Altered DNA repair capacity and bleomycin sensitivity as risk markers for non-small cell lung cancer

Abstract
DNA repair capacity in human peripheral blood lymphocytes was monitored by the repair rate of bleomycin‐induced DNA damage using an alkaline single‐cell gel electrophoresis assay (comet assay). DNA repair capacity, after 15 min repair time, in lymphocytes of non‐small cell lung cancer patients (n = 160) and controls (n = 180) was 67% and 79.3%, respectively (p < 0.0004). Bleomycin sensitivity defined as the tail moment of bleomycin‐treated peripheral blood lymphocytes, without allowing time for DNA repair, was significantly higher in lung cancer patients than in tumor‐free hospital controls (p < 0.0001). There was no correlation, in either patient or control group, between the bleomycin sensitivity and DNA repair capacity with age or gender. The median values of DNA repair capacity and sensitivity in controls were used as the cut‐off points for calculating odds ratios (OR).
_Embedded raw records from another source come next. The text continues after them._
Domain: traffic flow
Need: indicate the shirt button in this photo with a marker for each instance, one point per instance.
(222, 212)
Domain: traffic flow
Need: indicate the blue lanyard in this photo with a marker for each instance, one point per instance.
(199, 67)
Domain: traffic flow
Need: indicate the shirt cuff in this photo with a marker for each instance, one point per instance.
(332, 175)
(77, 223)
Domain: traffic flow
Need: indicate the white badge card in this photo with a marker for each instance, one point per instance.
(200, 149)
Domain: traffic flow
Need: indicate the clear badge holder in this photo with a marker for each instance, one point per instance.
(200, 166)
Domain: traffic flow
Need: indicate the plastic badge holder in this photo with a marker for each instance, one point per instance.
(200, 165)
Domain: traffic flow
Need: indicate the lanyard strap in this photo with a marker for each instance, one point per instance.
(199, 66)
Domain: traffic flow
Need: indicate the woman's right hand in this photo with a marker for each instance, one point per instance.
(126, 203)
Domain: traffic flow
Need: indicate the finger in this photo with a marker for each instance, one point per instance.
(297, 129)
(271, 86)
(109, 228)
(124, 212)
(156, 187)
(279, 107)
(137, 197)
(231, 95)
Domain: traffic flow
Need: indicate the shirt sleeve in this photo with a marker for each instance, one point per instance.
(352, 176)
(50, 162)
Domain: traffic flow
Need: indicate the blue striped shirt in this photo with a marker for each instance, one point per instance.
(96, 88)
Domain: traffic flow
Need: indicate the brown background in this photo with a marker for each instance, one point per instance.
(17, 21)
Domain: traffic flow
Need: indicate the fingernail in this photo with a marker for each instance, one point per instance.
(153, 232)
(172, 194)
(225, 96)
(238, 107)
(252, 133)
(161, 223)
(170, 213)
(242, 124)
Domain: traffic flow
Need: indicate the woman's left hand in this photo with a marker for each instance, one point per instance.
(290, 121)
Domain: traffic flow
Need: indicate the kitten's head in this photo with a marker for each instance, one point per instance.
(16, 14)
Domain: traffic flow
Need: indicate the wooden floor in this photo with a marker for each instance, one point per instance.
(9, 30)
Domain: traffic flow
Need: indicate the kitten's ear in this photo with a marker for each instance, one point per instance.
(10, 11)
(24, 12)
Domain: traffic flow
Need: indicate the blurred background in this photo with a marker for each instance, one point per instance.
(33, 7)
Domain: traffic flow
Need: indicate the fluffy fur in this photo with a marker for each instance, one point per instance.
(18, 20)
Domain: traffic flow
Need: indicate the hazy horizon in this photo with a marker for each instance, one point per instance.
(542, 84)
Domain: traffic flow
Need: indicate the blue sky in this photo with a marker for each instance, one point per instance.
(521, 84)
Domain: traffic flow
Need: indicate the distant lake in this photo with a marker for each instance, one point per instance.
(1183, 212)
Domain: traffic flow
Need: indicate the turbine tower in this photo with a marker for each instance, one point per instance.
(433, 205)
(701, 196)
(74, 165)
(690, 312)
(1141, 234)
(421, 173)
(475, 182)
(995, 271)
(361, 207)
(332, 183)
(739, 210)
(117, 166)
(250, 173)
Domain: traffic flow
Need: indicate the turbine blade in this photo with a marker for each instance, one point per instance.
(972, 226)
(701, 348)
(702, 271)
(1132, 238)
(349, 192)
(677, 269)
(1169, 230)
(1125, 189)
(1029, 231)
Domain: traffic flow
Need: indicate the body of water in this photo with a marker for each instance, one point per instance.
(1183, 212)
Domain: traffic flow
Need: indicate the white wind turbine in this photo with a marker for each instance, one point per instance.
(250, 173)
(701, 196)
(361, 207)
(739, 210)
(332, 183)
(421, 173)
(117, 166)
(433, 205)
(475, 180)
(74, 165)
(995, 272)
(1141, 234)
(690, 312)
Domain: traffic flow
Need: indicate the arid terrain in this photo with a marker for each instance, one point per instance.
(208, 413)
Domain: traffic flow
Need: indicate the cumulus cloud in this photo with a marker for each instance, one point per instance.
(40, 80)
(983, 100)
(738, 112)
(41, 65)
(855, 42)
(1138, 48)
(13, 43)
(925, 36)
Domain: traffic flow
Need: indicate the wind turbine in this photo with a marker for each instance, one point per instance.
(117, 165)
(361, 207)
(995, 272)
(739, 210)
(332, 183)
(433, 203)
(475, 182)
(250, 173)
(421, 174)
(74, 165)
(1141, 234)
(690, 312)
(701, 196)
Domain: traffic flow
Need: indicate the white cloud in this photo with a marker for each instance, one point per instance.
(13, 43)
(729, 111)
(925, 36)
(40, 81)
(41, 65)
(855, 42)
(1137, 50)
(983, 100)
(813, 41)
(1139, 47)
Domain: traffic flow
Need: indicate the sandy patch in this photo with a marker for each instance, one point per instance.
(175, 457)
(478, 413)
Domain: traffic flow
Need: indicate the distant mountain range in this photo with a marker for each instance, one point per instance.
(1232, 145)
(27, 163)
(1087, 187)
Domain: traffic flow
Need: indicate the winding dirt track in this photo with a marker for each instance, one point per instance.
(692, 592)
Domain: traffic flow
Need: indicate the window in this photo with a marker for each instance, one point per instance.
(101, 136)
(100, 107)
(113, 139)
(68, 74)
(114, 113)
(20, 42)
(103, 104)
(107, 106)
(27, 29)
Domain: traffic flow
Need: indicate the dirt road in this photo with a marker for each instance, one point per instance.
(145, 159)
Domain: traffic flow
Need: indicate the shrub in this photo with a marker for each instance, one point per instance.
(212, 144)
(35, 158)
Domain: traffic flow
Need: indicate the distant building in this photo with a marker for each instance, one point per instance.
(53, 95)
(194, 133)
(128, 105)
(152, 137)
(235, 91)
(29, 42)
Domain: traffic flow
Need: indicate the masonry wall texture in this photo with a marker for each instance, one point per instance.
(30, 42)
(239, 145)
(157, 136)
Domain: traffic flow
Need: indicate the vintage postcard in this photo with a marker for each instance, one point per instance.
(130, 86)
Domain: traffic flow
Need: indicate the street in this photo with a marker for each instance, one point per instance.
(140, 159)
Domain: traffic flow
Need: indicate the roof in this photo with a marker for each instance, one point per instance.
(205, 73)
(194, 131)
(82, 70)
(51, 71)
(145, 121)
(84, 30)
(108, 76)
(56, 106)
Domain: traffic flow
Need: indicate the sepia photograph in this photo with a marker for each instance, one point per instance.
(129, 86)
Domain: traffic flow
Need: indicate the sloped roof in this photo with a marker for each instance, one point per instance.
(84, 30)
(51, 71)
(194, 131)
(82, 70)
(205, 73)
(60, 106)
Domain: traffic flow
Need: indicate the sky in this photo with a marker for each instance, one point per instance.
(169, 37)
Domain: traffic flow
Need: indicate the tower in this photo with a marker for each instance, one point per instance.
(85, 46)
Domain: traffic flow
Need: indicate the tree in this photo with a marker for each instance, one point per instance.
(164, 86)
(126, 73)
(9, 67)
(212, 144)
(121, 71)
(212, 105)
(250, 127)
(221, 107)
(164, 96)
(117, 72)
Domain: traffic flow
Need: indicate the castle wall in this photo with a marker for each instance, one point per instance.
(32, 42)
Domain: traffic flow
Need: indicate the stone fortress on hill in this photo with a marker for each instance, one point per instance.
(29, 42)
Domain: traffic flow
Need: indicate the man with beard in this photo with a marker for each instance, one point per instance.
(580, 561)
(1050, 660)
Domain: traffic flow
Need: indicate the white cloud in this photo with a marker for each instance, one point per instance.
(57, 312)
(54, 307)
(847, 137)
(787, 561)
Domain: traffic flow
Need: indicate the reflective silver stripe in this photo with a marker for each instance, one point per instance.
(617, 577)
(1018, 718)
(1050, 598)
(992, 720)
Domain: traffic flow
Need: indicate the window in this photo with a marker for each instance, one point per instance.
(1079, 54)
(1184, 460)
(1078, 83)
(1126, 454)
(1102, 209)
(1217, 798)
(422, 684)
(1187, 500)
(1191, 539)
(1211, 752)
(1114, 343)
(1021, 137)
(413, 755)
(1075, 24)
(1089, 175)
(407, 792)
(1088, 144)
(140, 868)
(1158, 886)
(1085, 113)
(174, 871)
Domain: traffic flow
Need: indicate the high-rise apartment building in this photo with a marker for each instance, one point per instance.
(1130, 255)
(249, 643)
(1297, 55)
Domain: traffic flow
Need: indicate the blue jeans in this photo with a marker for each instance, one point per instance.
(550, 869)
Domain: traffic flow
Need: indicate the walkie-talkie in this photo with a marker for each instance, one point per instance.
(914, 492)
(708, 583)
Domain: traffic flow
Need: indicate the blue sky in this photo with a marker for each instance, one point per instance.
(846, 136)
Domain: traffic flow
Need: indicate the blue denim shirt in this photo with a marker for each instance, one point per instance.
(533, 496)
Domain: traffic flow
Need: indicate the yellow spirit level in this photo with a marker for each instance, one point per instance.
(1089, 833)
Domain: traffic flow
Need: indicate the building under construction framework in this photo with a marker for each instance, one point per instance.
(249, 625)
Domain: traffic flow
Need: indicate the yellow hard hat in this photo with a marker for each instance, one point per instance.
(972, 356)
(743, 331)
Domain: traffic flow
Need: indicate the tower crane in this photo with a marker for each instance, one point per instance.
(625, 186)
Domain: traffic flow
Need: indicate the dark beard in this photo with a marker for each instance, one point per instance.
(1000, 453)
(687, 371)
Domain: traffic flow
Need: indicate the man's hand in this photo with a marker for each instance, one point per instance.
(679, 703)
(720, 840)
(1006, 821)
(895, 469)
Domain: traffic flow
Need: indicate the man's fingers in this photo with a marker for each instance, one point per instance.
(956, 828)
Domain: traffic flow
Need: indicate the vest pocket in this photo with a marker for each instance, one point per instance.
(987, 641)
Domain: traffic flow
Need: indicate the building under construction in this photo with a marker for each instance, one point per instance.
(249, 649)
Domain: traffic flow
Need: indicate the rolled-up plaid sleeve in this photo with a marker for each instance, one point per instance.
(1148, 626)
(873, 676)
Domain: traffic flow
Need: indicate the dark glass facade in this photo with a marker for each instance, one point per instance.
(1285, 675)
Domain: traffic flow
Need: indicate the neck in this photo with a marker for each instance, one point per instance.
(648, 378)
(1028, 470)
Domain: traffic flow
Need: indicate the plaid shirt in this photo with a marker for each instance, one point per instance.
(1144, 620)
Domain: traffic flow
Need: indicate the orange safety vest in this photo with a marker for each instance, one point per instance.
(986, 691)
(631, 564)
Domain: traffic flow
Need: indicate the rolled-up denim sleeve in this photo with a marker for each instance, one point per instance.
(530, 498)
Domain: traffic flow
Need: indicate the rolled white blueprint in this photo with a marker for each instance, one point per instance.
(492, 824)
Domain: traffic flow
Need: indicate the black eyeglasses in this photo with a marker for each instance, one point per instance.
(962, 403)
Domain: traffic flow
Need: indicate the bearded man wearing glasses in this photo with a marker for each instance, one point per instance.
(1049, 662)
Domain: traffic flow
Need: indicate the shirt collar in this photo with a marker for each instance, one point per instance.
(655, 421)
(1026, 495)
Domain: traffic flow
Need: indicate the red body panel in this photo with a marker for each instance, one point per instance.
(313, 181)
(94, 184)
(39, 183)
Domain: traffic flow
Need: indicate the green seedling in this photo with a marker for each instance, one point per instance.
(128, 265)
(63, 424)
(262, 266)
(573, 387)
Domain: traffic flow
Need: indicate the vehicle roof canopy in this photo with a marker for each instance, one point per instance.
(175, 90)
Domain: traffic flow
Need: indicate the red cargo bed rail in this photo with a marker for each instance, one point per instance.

After adjustment for age, gender and smoking status, the cases vs. controls had reduced DNA repair capacity (OR = 2.1; 95% confidence limit [CL] 1.1–4.0) and increased bleomycin sensitivity (OR = 4; 95% CL 2.2–7.4). For current smokers, the adjusted risk associated with bleomycin sensitivity was 2.3 (95% CL 1.1–4.9). We conclude that our standard comet assay as a phenotypical repair test has sufficient sensitivity and rapidity allowing application to both native and cryopreserved lymphocytes. Bleomycin sensitivity and DNA repair capacity were found to be 2 independent susceptibility markers for non‐small cell lung cancer, confirming similar investigations with different marker end points. The latter were much more time consuming than the method used in our study. Thus, the comet assay is more suitable for screening large numbers of individuals in epidemiological studies. Validation of this assay in large prospective studies for the identification of subjects at high risk for non‐small cell lung cancer is now warranted.